By the time I had been on the Prednisone three years, I was diabetic. I found this out one week before I actually started attending college. I had enrolled a couple of months earlier. It took another three years before I had to start taking diabetes medication to control my blood sugar levels. After being diabetic for nine to ten years, I found out that I had diabetic neuropathy in my extremities.

I started having trouble with orthopedic issues. All of the orthopedic issues caused me to have to have several surgeries on my knees. I ended up having to wear leg braces and being in a wheelchair. It wasn’t very long before it was necessary to wear an elbow brace too.

Many more problems would arise, and I would end up having to have numerous surgeries, and having to change my major in the middle of the program I had chosen for my major. It ended up taking me six and a half years to complete what was supposed to be a two year study program. But in spite of all of the drawbacks, I persevered.

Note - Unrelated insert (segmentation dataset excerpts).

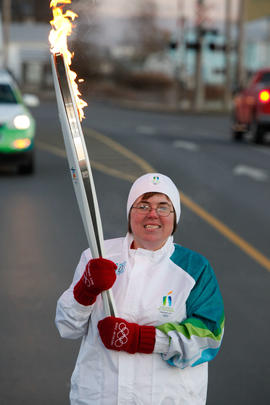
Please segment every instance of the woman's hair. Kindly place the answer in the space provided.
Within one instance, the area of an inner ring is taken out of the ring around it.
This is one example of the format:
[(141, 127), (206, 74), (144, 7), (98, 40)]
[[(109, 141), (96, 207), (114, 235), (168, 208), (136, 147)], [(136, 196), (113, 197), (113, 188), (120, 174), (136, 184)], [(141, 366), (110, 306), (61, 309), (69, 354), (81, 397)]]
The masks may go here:
[[(142, 197), (143, 197), (145, 200), (148, 200), (148, 198), (151, 198), (151, 197), (153, 197), (153, 196), (156, 195), (156, 194), (162, 194), (162, 193), (156, 193), (156, 192), (154, 192), (154, 191), (150, 191), (150, 192), (148, 192), (148, 193), (144, 193), (144, 194), (142, 195)], [(166, 195), (166, 194), (164, 194), (164, 195)], [(166, 197), (167, 197), (167, 196), (166, 196)], [(167, 197), (167, 199), (170, 200), (169, 197)], [(130, 209), (130, 211), (131, 211), (131, 209)], [(129, 233), (132, 233), (132, 229), (131, 229), (131, 226), (130, 226), (130, 211), (129, 211), (129, 214), (128, 214), (128, 232), (129, 232)], [(173, 211), (174, 211), (174, 209), (173, 209)], [(173, 224), (172, 235), (173, 235), (174, 232), (176, 231), (176, 228), (177, 228), (176, 214), (175, 214), (175, 211), (174, 211), (174, 224)]]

So I am here to say that, yes, exactly what the shirt says happens does happen. Since no two people are the same, the medications may not be the same, but what is the same is having to take another medication to counter act the reaction that you are having to a current medication. If by chance, this is happening to you at the current time, just hang in there. Once the doctors realize which medication is causing which reaction, they can correct the situation. It does get better. I have survived it and you can too.